Stem Cell Research- Crohn’s Disease Patients Cured with Adult Stem Cells
Posted 20 February, 2009 in Crohn's Disease |
In yet another advance in Adult Stem Cell research, doctors in Barcelona, Spain are now curing Crohn’s Disease patients with stem cell therapy using the patient’s own stem cells.

Crohn’s Disease affects approximately 600,000 Americans and millions more worldwide. It is an irritable bowel disease in which the patients suffer from cramps, diarrhea, and continuous abdominal pain. In many cases, Crohn’s Disease sufferers have a diminished quality of life due to the crippling symptoms. For Crohn’s Disease patients, there are almost no treatment options, most are not effective.
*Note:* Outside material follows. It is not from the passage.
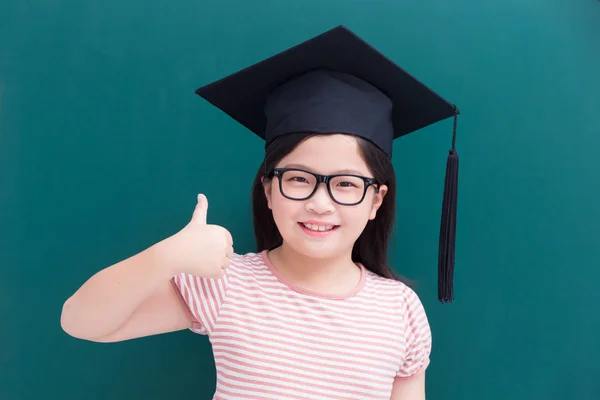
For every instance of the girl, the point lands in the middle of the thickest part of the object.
(316, 311)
At the Hospital Clinic, in Barcelona, Dr. Julián Panés and Dr. Elena Ricart are now treating Crohn’s patients with Adult Stem Cells taken from the patient’s bone marrow. They are reporting that they have treated 6 patients- 3 successfully and 3 others are still being treated. From the press release:

Hospital Clínic de Barcelona is one of the few hospitals in the world to instate cellular therapy using autologous stem-cell transplantation. In the US, the stem cell treatment has been tested on 12 patients with severe Crohn’s disease, of whom 11 have had very good results; in Italy, the treatment has been applied to 4 patients, 3 of whom are also showing excellent progress following the transplant. As Hospital Clínic, 6 patients with Crohn’s disease are already included in the process and, following the international examples, increasing numbers of patients are expected to choose this option to treat the disease in a state that was, to date, practically untreatable.
To summarize that:

11 of 12 Crohn’s Disease patients in the USA who underwent the stem cell therapy had very good results. That is almost 92%!!!
3 of 4 patients in Italy who received this stem cell treatment had excellent results. That is 75%.
If we put them both together, 14 of 16 had great results from the Adult Stem Cells– that is 87.5%Can we call the stem cells a cure yet???
6 Steps:

Here are the 6 steps in the Crohn’s Disease Stem Cell Treatment process at Hospital Clinic in Barcelona. I imagine it is similar to stem cell transplants elsewhere for Crohn’s. :

Initial Chemotherapy (Cyclophosphamide + G-CSF). In this initial phase, leukopenia or reduction of the number of leukocytes (immune-system cells) in the blood is induced in the patient.
Migration of Stem-Cells to the Blood. Following the previous immunosuppression, the organism reacts by releasing stem cells from the bone marrow into the blood; these are the cells which will later be used for the transplant.
Collection of Stem Cells by means of Apheresis. Apheresis is a technique that separates components of the blood. Here, the stem cells that previously migrated from the bone marrow are separated.
Cryopreservation of Stem Cells. When the stem cells have been collected by apheresis, they are frozen and preserved until ready for transplant.
Second Chemotherapy. In this phase, total leukopenia is induced; that is, the immune system is left devoid of leukocytes, ready to be reset with the stem-cell transplant.
Autologous Stem-Cell Transplant. The patient receives the transplant by means of transfusion with his or her own stem cells. The immune system is reset, leading to remission or reduction of the abnormal inflammatory process of Crohn’s disease.
 
cant clarify it for you mark, but i'd fly to any where in the world to receive this treatment. go stem cells!!!!!
 
i've just found a contact site for those barcelona doctors, and sent an open invite to join the forums to hopefully shed some more light on what they're doing:D
 
Could I get some links please? I'd like to get more details on this. It doesn't make any sense scientifically from what you just posted.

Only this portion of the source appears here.